McSweeney's Mammoth Treasury of Thrilling Tales - Michael Chabon [226]
The inventor Sir Thomas Mordden stood beside a white-painted iron chair, his back to the garden door. A silver tray, with tea and coffee and cream from the teat of the home’s own cow in silver pots, lay on a white iron table, beside an empty teacup and an appetizing red mound of wild strawberries that looked untouched. The inventor was gazing up at the windows of the dormitory. His hands were clasped behind his back with a suggestion of difficult restraint. He might have been trying to determine if he should call out to the boys he had come to redeem, or if he ought just to scale the wall with his bare hands and climb in through their window. He was a diminutive man, but his shoulders were broad, his legs thick, and the hands that labored to constrain one another behind his back looked capable of governing stone, of discovering fingerholds in the narrowest of chinks. At the sound of the priests’ footsteps he spun and showed them a face that was sunburnt and wanted flesh. His pewter hair fell in lank strands, nearly to his collar; the breeze lifted and disarranged it. His suit, though it looked new, fit him poorly, as though it had been chosen in haste or disdain. The hair, the baggy suit, the enormous and snarled sideburns, the irritable cast of his haggard features, were more in accordance with the proctor’s notions of a Methodist pamphleteer, unkempt, idealistic, and doctrinaire, than of a savant, a renowned engineer, a man of considerable means.
—Father.
—Sir Thomas. May I say that however tragic and unfortunate the circumstances, you are most welcome in New Orleans.
—Thank you.
The aeronaut briefly weighed the hand the rector had offered him, then discarded it as if it suited no purpose of his.
—And may I say that it is with considerable interest and a sense of profound pride that I . . . that we all . . . have read of your wonderful experiments over these last several years. The newspapers—
—You may or may not, as you please.
—We read that you anticipate . . .
—Extraordinary things.
This in the same impatient, haughty tone, lips pursed, as if his nostrils burned with the saltpeter whiff of priestcraft. But Father de St. Malo saw something kindle in the aeronaut’s eyes at the thought of the outlandish things he and his assistants were verging upon, in his laboratories in the wolds of Lincolnshire.
—Is it true, said Father Dowd, can it really be true, Sir Thomas, that you believe that it will one day be possible for men to travel to the moon?
Sir Thomas did not look at Father Dowd.
—Father, he said to the rector, I have not come four thousand miles to satisfy the idle curiosity of . . . of anyone. I am here as a private citizen, on personal business.
He gestured up to the windows of the dormitory. They were startling devices, his hands: large, long-fingered, smooth and nimble, with an unnerving suggestion of self-sentience.
—I wish to see my nephews and then be on our way. We spotted heavy weather off Biloxi. My weatherman believes it to be headed this way. I should like to avoid it if I can.
—You do not plan to pass even one night . . .
—Indeed I do not.
—But sir, Mrs. Drake . . .
—Naturally I intend to visit my sister before I leave New Orleans. Though I confess I fail to see that whether I do so or not is any affair of yours. Father.
—Sir Thomas. I regret that I must inform you. Mrs. Drake is dead.
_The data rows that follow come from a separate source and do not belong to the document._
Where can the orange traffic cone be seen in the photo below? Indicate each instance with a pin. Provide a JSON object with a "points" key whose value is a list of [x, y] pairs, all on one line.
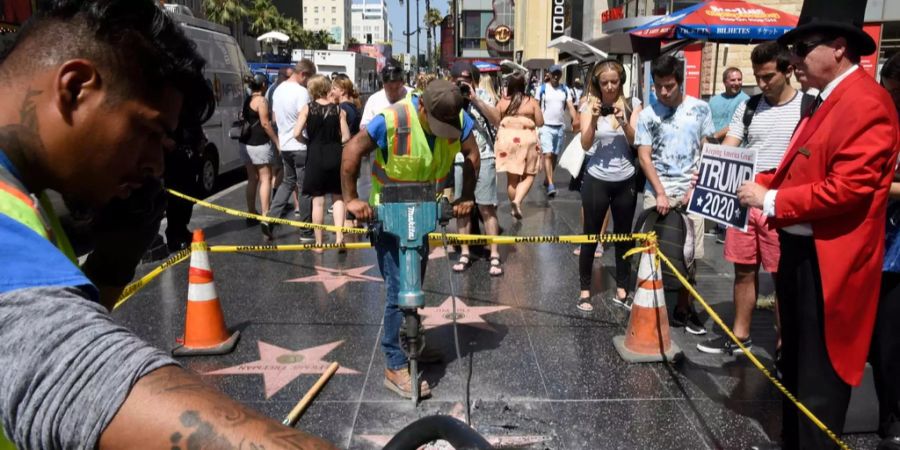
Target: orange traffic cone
{"points": [[204, 324], [647, 336]]}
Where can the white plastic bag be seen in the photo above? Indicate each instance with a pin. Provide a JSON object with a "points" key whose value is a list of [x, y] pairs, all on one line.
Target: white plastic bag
{"points": [[573, 156]]}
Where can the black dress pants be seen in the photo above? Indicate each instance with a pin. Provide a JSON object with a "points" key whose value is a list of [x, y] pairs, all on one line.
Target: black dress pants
{"points": [[885, 355], [806, 369]]}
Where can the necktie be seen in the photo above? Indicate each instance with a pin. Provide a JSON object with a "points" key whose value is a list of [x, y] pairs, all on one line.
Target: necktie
{"points": [[815, 106]]}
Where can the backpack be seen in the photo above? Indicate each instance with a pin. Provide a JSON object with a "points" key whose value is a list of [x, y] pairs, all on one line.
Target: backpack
{"points": [[570, 94], [675, 235], [806, 102]]}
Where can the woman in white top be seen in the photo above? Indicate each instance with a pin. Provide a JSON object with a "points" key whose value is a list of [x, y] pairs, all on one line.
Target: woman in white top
{"points": [[608, 123]]}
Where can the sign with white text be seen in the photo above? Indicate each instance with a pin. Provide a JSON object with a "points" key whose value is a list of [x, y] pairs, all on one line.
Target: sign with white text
{"points": [[722, 171]]}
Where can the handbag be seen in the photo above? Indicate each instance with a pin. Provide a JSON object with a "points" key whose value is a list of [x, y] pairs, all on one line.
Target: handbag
{"points": [[573, 156]]}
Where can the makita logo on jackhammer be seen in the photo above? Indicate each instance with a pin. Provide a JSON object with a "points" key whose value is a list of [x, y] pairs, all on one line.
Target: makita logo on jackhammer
{"points": [[411, 223]]}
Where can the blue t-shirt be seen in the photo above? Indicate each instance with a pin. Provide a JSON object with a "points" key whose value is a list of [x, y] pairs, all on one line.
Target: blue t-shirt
{"points": [[675, 140], [377, 128], [723, 107], [29, 260]]}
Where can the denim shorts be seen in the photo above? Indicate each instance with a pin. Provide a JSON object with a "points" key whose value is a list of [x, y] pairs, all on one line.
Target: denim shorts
{"points": [[551, 139], [485, 187]]}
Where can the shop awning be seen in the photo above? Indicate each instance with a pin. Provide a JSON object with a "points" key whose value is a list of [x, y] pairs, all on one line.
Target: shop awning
{"points": [[577, 49], [734, 21], [538, 63]]}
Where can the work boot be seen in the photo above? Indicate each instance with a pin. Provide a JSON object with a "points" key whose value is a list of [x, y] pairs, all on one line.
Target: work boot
{"points": [[400, 382]]}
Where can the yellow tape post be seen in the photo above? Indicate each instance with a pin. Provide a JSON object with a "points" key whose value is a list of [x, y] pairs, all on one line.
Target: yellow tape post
{"points": [[750, 355]]}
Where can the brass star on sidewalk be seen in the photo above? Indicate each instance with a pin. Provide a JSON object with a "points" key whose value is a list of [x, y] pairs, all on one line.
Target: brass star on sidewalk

Father St. Malo turned to his secretary as if to have him confirm this information or to solicit further details, though the provost of the Hôtel-Dieu, Dr. Legac, was a boyhood friend. The rector knew as much as anyone about the death, that morning, of the traitor Cuyahoga Drake’s wife.
—She suffered . . . she underwent a stroke, Sir Thomas. I am told that her end was swift and painless.
—Swift, perhaps, Sir Thomas said. Not painless. Oh, surely not.
—You have condolences of this house, sir, of the city, and of the whole Empire, I am sure.